All of lore.kernel.org
 help / color / mirror / Atom feed
From: Alejandro Vallejo <alejandro.vallejo@cloud.com>
To: xen-devel@lists.xenproject.org
Cc: "Hongyan Xia" <hongyxia@amazon.com>,
	"Jan Beulich" <jbeulich@suse.com>,
	"Andrew Cooper" <andrew.cooper3@citrix.com>,
	"Roger Pau Monné" <roger.pau@citrix.com>,
	"Julien Grall" <jgrall@amazon.com>,
	"Elias El Yandouzi" <eliasely@amazon.com>,
	"Alejandro Vallejo" <alejandro.vallejo@cloud.com>
Subject: [PATCH v5 01/15] x86: Create per-domain mapping for guest_root_pt
Date: Wed,  8 Jan 2025 15:18:08 +0000	[thread overview]
Message-ID: <20250108151822.16030-2-alejandro.vallejo@cloud.com> (raw)
In-Reply-To: <20250108151822.16030-1-alejandro.vallejo@cloud.com>

From: Hongyan Xia <hongyxia@amazon.com>

This patch introduces a per-domain mapping for the `guest_root_pt` in PV
guests as part of the effort to remove the direct map in Xen.

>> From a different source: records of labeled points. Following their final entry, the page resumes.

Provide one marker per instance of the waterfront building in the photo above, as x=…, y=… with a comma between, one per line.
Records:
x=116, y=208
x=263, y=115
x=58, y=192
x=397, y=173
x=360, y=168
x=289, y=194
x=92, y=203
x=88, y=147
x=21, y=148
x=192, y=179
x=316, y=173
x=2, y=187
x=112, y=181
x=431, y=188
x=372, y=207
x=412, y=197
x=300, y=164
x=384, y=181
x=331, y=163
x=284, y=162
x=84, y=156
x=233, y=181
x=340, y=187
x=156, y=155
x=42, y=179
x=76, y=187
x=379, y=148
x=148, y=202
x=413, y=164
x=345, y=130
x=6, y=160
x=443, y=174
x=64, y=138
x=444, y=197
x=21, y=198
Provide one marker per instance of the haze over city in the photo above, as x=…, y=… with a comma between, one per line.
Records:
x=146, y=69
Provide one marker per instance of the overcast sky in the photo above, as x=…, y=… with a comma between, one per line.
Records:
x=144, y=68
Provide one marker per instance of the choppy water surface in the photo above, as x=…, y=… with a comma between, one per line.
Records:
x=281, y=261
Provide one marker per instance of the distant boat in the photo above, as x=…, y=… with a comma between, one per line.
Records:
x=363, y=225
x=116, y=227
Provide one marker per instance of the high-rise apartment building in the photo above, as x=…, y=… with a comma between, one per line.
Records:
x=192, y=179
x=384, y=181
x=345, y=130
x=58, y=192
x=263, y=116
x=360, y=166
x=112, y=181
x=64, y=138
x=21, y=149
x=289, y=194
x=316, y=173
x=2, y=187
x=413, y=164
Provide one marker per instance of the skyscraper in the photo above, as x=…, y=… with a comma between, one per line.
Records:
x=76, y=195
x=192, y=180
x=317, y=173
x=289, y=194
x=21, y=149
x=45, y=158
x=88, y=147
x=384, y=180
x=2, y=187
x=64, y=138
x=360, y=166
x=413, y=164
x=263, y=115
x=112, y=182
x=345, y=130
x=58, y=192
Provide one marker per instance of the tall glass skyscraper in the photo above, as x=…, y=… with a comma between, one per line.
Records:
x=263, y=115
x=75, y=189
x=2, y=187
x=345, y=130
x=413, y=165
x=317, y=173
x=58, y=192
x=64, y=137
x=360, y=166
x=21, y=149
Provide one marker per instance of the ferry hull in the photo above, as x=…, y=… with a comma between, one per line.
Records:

For the time being, the `root_pgt` is not mapped or unmapped, as it
remains
a Xenheap page. This will be addressed in subsequent patches.

Signed-off-by: Hongyan Xia <hongyxia@amazon.com>
Signed-off-by: Julien Grall <jgrall@amazon.com>
Signed-off-by: Elias El Yandouzi <eliasely@amazon.com>
Signed-off-by: Alejandro Vallejo <alejandro.vallejo@cloud.com>
---
v4->v5:
  * bugfix: s/FREE_XENHEAP_PAGE/XFREE/ on destroying root_pt_l1tab.
  * Add a few extra comments to the declarations for sanity's sake.
  * Refactor pv_root_pt macro to use L1_PAGETABLE_ENTRIES instead.
  * Removed extra newline in pv_destory_root_pt_l1tab()

v3->v4:
  * Fix over-allocation issue
  * Update the mappings when switching from kernel to user-mode

v2->v3:
  * Rename SHADOW_ROOT
  * Haven't addressed the potentially over-allocation issue as I don't
get it

v1->v2:
  * Rework the shadow perdomain mapping solution in the follow-up
patches

Changes since Hongyan's version:
  * Remove the final dot in the commit title

Signed-off-by: Alejandro Vallejo <alejandro.vallejo@cloud.com>
---
 xen/arch/x86/include/asm/config.h | 10 ++++++-
 xen/arch/x86/include/asm/domain.h |  3 +++
 xen/arch/x86/mm.c                 | 13 +++++++++
 xen/arch/x86/pv/domain.c          | 44 ++++++++++++++++++++++++++++---
 xen/arch/x86/x86_64/asm-offsets.c |  1 +
 xen/arch/x86/x86_64/entry.S       |  9 ++++++-
 6 files changed, 74 insertions(+), 6 deletions(-)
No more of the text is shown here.